Boat Makes Three

Puzzle Pieces

© Will McLendon / RumBum.com

As we limped back to the marina, our mast perched across the deck and sails crumpled around it, the whole thing lashed to the boat with various bungee cords, I felt my heart sinking into my belly. All the work that we’d put into Annabel Lee, all the hours we’d spent sanding and painting, and the money we’d spent on various repairs, and this was how she rewarded us? I couldn’t help but take it personally, even though I knew such thinking was irrational. 

The dismasting had nothing to do with anything we had or hadn’t done – it was simply a matter of a little bit of salt water getting into a tiny crevice in the bolt that held the forestay to the bow of the boat.  A little bit of salt water that had caused the whole piece to rust out on the inside. It looked fine on the outside.

Oddly, nobody seemed to notice that there was something wrong with our boat as we rounded the tip of M Dock at Camachee Cove. I had imagined droves of people flocking to the end of the dock, all shaking their heads in disbelief as they watched the mastless sailboat come in to dock. Will sat on the bow, ready to jump off and get us tied up.

Once at the dock, we went through the motions of putting the things back together without really talking.  My mind had already been through a whole range of emotions: from happy that nobody got hurt to devastated that the boat we’d spent so much time and money on seemed to be falling apart around us. 

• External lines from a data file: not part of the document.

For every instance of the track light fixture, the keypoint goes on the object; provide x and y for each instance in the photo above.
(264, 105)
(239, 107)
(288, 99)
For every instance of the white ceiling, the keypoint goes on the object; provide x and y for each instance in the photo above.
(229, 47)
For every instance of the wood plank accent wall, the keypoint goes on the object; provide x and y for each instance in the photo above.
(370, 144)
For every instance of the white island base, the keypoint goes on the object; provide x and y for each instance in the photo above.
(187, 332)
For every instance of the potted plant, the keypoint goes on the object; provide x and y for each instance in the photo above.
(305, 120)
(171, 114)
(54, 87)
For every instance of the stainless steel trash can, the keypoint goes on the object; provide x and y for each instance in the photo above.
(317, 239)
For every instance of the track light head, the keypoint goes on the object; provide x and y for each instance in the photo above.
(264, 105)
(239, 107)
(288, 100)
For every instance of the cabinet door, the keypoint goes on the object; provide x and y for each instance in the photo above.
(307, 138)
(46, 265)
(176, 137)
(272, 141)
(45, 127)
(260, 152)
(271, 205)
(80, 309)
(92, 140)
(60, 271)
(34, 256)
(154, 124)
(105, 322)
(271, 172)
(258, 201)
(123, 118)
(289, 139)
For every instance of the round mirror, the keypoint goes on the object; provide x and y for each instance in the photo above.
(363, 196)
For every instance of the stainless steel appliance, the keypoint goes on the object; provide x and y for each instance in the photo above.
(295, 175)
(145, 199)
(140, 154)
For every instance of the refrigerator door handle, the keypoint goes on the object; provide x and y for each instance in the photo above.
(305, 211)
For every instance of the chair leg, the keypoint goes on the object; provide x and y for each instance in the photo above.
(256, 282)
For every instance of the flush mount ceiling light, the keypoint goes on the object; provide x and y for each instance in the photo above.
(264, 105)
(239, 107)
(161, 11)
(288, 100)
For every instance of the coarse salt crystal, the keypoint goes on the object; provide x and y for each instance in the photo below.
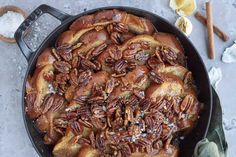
(9, 22)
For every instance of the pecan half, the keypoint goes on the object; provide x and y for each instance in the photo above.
(139, 93)
(186, 103)
(129, 54)
(47, 103)
(87, 64)
(116, 38)
(62, 66)
(120, 66)
(110, 28)
(62, 78)
(84, 77)
(65, 52)
(98, 50)
(154, 63)
(74, 76)
(114, 52)
(110, 85)
(155, 77)
(121, 27)
(76, 128)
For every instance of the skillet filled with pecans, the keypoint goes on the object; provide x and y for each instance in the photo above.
(113, 86)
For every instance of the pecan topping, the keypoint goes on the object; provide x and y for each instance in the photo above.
(84, 77)
(76, 128)
(98, 50)
(62, 66)
(48, 102)
(121, 27)
(186, 103)
(62, 78)
(110, 85)
(154, 63)
(120, 66)
(54, 53)
(65, 52)
(75, 62)
(110, 28)
(87, 64)
(114, 52)
(155, 77)
(139, 93)
(116, 38)
(115, 94)
(74, 76)
(129, 54)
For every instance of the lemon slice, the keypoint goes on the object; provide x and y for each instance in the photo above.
(183, 7)
(184, 25)
(177, 4)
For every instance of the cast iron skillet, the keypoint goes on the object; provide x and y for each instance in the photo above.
(195, 64)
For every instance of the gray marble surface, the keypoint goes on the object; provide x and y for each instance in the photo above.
(14, 141)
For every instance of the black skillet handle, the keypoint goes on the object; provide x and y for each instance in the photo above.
(42, 9)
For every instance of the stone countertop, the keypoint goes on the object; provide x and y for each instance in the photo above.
(14, 141)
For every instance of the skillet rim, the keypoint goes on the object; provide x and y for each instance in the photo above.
(70, 19)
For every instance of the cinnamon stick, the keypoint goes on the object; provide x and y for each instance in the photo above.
(216, 29)
(211, 50)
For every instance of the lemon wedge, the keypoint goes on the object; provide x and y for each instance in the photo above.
(183, 7)
(185, 25)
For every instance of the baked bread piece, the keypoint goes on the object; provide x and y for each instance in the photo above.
(113, 86)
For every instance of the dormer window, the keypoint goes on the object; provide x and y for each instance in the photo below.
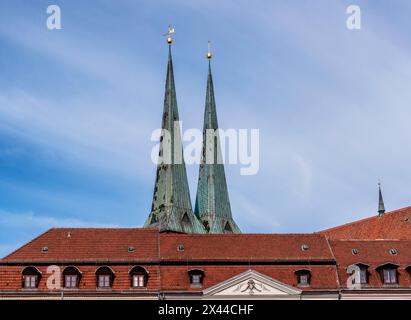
(30, 282)
(71, 276)
(362, 276)
(303, 277)
(388, 273)
(104, 277)
(31, 278)
(196, 278)
(390, 276)
(138, 277)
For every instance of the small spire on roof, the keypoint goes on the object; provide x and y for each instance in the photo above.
(381, 206)
(209, 54)
(170, 31)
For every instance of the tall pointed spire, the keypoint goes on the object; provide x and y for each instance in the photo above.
(171, 207)
(381, 206)
(212, 201)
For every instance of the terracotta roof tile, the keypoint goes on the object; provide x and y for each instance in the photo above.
(244, 247)
(392, 225)
(78, 244)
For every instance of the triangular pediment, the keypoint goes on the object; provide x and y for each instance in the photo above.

As we removed the sails and folded them on the dock, I thought about how, just over a year ago, we had taken inventory of everything on the boat – spread the sails out in the yard of our house in Fort Lauderdale and gone through the boxes of random pieces and parts that had come with the boat, trying to piece together the puzzle of Annabel Lee. Now, it was as if we were undoing it all.  

“What are you thinking?” Will asked after a while.

“About selling the boat,” I said.

He just looked at me for a few minutes and then continued taking apart the roller-furling gear. “Don’t you think that’s an overreaction?” he finally asked.

“Maybe.” As we worked, I tried to catalogue in my mind what needed to be done next. First, the broken piece needed to be replaced, along with every other piece with a similar function and of a similar age, then the mast step, which was now just a twisted piece of stainless steel that had been ripped out of the deck, needed to be bent back into place and the bolts holding it on re-bedded. The fiberglass, where the mast had crashed into it, would need repair. With our busy work schedules, it would take several weeks before we could get the boat back into working order.

Later that night, over a glass of wine, it was little easier to look at this objectively. Maybe the repairs wouldn’t be so bad. All we had to do was roll our sleeves up and get to work – it wasn’t like we’d hadn’t done the same thing a million times before.